Tem havido muito pouco o que comemorar no Brasil ultimamente. O gigante latino-americano se tornou o epicentro global da pandemia do coronavírus, sofrendo um número recorde de mortes no mês passado e mais novas infecções do que qualquer outro país.
Ainda assim, na semana passada, pouco antes do aniversário do golpe militar de 1964 que deu início a uma longa ditadura, o ministro da Defesa e os três comandantes das Forças Armadas inesperadamente deram motivos para aplausos. Eles repentinamente se separaram do presidente de extrema direita Jair Bolsonaro em uma demonstração de lealdade à constituição democrática.
Bolsonaro já desencadeou uma grave crise de saúde ao passar o ano passado minimizando a importância da pandemia, resistindo ao uso de máscaras, zombando da vacinação e recusando-se a implementar bloqueios.
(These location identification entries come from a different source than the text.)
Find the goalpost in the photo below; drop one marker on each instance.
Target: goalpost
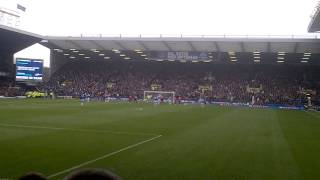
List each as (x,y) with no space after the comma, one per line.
(151,96)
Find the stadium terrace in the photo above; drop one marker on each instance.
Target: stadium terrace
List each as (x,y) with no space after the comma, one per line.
(178,107)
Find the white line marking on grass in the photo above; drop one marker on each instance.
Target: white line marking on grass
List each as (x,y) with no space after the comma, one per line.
(102,157)
(79,130)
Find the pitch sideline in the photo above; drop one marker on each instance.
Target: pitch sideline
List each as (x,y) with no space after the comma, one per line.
(102,157)
(79,130)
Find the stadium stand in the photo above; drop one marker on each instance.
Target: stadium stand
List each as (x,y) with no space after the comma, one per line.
(286,85)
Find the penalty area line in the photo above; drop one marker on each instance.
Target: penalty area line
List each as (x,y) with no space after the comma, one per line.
(102,157)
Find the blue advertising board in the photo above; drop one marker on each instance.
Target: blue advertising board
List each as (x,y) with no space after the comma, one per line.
(29,69)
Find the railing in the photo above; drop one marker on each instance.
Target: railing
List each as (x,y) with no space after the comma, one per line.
(303,36)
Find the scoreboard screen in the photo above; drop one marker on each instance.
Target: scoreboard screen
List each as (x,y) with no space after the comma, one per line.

A esse recorde nada invejável, o mercurial ex-capitão do exército acrescentou uma crise com os poderosos militares do Brasil. Supostamente seus aliados, as forças armadas foram cortejadas por Bolsonaro com centenas de cargos no governo – incluindo a vice-presidência e quase metade do gabinete – bem como aumentos generosos nos gastos militares.
No entanto, quando o presidente pediu “minhas forças armadas” para ajudá-lo a resistir às tentativas de governadores e prefeitos de impor bloqueios, os generais hesitaram. Tendo a escolha entre mostrar lealdade a um presidente errático e imprevisível que desprezou abertamente o Congresso e os tribunais ou jurar fidelidade à constituição do Brasil, eles sabiamente escolheram a última opção.
O ministro da defesa de saída, Fernando Azevedo e Silva, foi nomeado por Bolsonaro e os dois homens eram próximos. Ainda assim, em sua carta de despedida, o general fez questão de dizer que havia “preservado as Forças Armadas como instituições do Estado”.
O compromisso dos chefes das Forças Armadas com a institucionalidade segue a firmeza louvável da Suprema Corte em resistir às tentativas de Bolsonaro de assumir poderes de emergência ou de vetar bloqueios impostos pelas autoridades locais. O Congresso também se afirmou com um “aviso amarelo” ao governo de Bolsonaro para mudar de curso ou enfrentar um possível impeachment.
Muito ainda pode dar errado. Bolsonaro nomeou chefes militares substitutos, os quais ele espera que se mostrem mais flexíveis. Fã abertamente da ditadura brasileira de 1964-85, ele apareceu no ano passado em manifestações pedindo o fechamento do Congresso e da Suprema Corte. Isso despertou temores de que ele pudesse estar flertando com a ideia de suspender a democracia e governar por decreto com o apoio das forças armadas, como Alberto Fujimori fez no Peru em seu “auto-golpe”De 1992.
O Brasil terá uma eleição presidencial no próximo ano e os fracassos de Bolsonaro na pandemia estão prejudicando a economia e sua própria popularidade. O ex-presidente Luiz Inácio Lula da Silva, que ainda é um ícone da esquerda brasileira apesar de um histórico duvidoso no governo, deve concorrer contra ele depois que a Suprema Corte anular suas condenações por corrupção.
A perspectiva de uma votação altamente polarizada entre a extrema direita e a esquerda tradicional levanta outra preocupação: se derrotado, Bolsonaro pode tentar uma reivindicação Trumpiana de uma eleição roubada e reunir seus partidários, incluindo tropas comuns e policiais, por um Assalto ao estilo do Capitólio em Brasília.
Esses temores podem ser exagerados. No entanto, Bolsonaro demonstrou repetidamente pouca consideração pela democracia ou pela vida de seus concidadãos. À medida que sua popularidade diminui e suas perspectivas de reeleição diminuem, aumenta o risco de ele apostar em um desafio aberto à democracia.
Em um ambiente tão febril, o firme compromisso dos comandantes militares, do Congresso e do judiciário em defender a quarta maior democracia do mundo é um sinal vital e positivo.